Er kann von Geburt an weder laufen, noch richtig sprechen. Unkontrollierbare Zuckungen bestimmen sein Leben. Bernd Thill leidet an einer extremen spastischen Erkrankung. Der 37-jährige Würzburger ist auf alltägliche Hilfe angewiesen. Es ist eine Krankheit (Tetraspastik mit Athetose), die den Betroffenen ein eigenständiges Dasein verwehrt. Doch Bernd Thill gab nie auf und erkämpfte sich trotz Behinderung ein selbstbestimmtes und glückliches Leben. Er ist Programmierer, seine Gedanken fasst er in Gedichte. Im Gespräch mit der Main-Post erzählt er seine Lebensgeschichte, die Alltagsprobleme in den Schatten stellt.

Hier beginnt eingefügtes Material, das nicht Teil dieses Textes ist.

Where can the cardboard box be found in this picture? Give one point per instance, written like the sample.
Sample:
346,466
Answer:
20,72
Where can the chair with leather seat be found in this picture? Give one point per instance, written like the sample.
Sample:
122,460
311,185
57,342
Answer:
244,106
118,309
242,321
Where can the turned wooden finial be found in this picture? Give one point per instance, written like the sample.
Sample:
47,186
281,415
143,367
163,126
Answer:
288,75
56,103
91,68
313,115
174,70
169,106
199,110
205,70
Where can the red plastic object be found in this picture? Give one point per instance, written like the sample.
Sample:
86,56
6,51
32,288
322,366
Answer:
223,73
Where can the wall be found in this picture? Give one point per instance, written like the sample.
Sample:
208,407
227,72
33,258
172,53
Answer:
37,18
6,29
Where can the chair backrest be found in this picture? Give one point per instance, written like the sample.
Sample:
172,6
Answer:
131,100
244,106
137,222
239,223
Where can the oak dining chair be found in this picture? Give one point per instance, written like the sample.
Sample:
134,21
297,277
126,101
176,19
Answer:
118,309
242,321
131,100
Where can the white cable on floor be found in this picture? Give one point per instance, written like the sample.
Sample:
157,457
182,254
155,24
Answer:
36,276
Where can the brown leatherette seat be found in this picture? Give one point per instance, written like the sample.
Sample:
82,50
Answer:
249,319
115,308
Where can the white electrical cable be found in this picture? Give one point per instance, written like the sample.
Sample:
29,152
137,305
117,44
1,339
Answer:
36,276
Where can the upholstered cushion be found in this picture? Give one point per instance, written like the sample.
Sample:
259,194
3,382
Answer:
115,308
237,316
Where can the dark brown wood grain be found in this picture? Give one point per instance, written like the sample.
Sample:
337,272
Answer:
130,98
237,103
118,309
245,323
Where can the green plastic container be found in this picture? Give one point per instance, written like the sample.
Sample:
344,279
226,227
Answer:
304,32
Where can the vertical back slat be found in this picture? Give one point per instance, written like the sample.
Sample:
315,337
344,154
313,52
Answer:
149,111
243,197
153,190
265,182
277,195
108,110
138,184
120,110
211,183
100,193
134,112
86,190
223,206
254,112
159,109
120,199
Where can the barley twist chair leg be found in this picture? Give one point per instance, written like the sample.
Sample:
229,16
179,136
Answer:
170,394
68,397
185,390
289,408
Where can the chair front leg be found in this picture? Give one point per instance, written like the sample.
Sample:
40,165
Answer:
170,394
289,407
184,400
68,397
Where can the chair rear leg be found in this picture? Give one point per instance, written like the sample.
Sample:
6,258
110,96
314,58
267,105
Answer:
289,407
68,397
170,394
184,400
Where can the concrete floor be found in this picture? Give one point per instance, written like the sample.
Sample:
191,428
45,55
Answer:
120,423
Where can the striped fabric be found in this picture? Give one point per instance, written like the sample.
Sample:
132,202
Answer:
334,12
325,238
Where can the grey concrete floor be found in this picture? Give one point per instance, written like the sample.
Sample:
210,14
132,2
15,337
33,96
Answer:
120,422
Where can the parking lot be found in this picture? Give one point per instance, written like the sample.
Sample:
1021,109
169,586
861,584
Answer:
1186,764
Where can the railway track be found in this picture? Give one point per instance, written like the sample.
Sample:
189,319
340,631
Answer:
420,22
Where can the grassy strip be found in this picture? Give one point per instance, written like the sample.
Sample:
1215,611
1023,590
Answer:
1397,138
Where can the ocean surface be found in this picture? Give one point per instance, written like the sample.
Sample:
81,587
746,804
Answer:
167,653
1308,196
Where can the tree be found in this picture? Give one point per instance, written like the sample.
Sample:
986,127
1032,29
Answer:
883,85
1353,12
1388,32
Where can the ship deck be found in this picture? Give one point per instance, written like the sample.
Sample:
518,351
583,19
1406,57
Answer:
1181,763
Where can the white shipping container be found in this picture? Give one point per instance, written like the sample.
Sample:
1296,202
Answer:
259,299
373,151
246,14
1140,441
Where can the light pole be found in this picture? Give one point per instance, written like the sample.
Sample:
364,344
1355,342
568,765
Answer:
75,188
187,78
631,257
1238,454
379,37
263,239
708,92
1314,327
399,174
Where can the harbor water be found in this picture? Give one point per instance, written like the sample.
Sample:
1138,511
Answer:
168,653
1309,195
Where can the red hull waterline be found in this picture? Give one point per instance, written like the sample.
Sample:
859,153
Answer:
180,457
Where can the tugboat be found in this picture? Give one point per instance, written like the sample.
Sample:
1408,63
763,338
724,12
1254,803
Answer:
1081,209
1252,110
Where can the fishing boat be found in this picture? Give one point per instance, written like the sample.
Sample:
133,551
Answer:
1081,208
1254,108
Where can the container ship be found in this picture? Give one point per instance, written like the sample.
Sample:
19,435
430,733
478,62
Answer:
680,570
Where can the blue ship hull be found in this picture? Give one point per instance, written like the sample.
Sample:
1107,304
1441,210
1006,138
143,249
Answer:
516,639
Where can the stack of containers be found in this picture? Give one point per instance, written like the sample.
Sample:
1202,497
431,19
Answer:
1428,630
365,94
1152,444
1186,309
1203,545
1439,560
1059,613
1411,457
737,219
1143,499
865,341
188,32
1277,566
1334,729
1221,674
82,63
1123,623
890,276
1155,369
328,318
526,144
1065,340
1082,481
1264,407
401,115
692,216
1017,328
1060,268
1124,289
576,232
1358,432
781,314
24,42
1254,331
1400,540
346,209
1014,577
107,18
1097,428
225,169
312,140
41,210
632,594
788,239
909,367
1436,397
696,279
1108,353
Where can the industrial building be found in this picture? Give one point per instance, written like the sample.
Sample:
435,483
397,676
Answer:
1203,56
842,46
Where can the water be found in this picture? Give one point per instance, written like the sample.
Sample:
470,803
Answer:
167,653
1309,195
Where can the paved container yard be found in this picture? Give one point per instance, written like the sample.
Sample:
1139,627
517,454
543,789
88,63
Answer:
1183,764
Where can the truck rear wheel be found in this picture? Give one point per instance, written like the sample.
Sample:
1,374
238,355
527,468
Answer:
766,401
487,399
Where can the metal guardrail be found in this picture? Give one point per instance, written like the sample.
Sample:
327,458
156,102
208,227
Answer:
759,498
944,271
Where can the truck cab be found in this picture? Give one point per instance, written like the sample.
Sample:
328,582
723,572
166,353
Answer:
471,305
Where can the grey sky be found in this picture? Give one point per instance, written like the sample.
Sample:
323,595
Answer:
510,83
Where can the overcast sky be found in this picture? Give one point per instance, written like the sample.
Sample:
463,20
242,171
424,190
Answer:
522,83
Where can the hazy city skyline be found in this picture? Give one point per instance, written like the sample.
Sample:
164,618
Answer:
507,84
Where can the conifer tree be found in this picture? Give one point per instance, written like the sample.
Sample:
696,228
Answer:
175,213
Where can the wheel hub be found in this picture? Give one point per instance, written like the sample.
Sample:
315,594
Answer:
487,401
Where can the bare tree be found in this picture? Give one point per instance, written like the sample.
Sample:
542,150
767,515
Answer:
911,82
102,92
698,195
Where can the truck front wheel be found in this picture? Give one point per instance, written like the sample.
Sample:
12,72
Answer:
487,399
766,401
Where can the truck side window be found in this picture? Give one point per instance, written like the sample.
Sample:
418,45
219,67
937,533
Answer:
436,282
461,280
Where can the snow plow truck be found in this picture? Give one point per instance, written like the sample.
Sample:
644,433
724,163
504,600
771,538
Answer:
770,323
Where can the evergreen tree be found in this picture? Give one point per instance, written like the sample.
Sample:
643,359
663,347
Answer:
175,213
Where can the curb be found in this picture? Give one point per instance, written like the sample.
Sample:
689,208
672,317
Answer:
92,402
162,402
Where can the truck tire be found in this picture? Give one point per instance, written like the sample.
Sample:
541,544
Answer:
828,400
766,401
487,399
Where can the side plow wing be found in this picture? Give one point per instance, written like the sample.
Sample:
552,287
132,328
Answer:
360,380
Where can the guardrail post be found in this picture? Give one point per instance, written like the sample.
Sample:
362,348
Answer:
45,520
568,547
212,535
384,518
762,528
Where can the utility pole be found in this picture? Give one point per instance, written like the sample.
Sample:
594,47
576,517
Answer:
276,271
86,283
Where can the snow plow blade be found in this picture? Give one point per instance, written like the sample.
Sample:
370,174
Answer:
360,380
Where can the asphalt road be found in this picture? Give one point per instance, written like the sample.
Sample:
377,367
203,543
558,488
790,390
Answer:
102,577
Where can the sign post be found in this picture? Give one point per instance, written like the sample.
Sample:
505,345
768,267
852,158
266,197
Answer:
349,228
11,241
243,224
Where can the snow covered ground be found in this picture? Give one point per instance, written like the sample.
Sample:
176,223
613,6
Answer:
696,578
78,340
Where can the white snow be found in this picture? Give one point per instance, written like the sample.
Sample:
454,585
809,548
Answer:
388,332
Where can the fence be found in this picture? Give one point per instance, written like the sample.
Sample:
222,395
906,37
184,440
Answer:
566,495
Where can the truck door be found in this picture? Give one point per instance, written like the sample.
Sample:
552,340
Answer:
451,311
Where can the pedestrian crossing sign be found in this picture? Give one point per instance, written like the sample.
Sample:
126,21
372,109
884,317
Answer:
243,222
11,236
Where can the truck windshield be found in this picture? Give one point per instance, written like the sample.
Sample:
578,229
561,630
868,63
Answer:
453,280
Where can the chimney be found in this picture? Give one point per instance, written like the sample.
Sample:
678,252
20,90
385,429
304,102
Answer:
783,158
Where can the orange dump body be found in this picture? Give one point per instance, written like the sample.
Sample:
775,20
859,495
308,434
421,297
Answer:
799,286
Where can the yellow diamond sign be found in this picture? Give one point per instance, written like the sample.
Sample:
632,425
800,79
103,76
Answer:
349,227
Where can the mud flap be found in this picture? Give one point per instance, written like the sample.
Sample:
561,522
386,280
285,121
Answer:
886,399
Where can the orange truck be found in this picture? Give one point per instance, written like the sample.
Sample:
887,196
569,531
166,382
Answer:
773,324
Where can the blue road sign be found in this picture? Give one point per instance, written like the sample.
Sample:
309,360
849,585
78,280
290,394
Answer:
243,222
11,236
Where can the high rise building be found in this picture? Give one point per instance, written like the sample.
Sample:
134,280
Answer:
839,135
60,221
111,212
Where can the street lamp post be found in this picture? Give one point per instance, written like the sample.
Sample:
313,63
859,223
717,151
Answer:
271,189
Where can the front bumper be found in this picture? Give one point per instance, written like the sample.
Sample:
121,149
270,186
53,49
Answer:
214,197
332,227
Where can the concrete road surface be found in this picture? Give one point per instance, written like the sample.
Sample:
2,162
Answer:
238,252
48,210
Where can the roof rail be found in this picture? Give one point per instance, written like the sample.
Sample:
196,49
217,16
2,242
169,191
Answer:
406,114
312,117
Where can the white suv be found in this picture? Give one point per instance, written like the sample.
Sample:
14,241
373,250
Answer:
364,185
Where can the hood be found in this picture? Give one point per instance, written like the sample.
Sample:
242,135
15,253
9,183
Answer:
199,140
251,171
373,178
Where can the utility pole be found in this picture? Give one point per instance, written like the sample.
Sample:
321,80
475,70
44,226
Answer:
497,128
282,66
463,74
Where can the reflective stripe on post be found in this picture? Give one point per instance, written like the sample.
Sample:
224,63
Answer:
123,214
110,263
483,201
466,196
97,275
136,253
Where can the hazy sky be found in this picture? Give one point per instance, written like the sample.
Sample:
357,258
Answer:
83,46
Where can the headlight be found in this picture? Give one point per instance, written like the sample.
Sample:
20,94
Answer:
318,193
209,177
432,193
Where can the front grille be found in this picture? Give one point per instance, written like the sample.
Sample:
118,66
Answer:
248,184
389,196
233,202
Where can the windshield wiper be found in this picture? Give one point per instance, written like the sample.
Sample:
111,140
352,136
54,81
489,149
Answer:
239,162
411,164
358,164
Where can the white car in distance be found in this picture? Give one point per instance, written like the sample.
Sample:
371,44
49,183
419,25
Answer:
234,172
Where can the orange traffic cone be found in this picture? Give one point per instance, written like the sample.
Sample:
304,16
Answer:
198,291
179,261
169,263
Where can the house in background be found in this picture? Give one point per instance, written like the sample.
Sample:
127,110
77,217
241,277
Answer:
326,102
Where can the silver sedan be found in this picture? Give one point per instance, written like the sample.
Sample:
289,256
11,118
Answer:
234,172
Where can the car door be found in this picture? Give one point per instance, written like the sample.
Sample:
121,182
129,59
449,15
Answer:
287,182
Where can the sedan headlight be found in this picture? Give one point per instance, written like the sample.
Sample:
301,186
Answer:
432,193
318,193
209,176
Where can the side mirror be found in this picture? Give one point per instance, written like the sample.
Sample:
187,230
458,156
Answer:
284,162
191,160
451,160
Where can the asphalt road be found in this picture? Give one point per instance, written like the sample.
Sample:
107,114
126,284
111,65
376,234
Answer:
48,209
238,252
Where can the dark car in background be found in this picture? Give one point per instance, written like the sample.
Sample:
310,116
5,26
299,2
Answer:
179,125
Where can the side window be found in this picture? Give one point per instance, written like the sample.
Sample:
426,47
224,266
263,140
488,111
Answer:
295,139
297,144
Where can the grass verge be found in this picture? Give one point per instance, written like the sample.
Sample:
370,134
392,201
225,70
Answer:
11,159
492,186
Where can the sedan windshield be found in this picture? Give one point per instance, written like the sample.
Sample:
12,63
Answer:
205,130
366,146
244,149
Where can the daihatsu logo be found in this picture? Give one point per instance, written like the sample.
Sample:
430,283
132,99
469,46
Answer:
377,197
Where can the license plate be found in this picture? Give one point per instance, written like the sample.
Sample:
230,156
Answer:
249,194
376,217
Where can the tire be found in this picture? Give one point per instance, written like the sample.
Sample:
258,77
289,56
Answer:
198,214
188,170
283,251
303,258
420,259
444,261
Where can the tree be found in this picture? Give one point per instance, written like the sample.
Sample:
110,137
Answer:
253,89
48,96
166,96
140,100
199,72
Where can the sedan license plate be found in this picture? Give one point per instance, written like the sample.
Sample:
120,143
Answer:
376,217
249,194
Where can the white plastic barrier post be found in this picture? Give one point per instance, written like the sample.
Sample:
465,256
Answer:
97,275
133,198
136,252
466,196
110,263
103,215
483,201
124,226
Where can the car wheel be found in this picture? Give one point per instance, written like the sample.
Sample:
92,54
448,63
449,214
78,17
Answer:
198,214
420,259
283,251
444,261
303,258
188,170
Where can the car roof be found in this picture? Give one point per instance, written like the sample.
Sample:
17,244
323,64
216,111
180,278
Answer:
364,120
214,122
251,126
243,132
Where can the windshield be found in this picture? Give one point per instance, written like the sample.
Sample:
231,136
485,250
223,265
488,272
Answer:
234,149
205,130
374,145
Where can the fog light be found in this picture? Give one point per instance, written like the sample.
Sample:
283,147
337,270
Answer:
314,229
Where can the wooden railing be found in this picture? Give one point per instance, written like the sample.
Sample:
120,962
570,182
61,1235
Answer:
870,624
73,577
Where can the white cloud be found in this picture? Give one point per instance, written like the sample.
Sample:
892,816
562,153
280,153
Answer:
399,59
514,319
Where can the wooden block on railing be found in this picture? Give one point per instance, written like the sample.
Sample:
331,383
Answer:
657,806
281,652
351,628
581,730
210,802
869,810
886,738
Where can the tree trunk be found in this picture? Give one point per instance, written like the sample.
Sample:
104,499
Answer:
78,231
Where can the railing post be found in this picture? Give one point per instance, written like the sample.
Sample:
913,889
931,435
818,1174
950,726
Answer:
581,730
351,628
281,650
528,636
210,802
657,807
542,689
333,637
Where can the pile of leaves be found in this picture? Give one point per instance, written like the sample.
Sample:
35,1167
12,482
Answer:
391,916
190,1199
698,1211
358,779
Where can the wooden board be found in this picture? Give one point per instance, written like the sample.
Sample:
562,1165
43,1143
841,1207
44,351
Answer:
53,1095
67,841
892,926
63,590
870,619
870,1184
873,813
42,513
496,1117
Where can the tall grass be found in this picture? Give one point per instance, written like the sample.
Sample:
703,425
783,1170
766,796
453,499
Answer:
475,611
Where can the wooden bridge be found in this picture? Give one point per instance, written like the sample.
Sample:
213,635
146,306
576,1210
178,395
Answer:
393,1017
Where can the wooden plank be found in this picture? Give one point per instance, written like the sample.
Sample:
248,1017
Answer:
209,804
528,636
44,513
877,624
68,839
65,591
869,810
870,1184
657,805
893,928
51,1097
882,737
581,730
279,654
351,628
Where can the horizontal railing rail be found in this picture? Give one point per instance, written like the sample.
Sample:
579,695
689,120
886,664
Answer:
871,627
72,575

Thill lebt seit 2011 in einer eigenen Wohnung. Er fährt in seinem Elektrorollstuhl aus der Küche Richtung Schreibtisch im Wohnzimmer. Den ganzen Vormittag hat er an einem Gedicht geschrieben. Bevor er mit seiner Assistenzkraft spazieren geht, möchte er den Text noch auf seine Homepage laden und seine E-Mails checken. Seine Spastik macht ihm heute mehr zu schaffen und er ist verkrampfter als sonst.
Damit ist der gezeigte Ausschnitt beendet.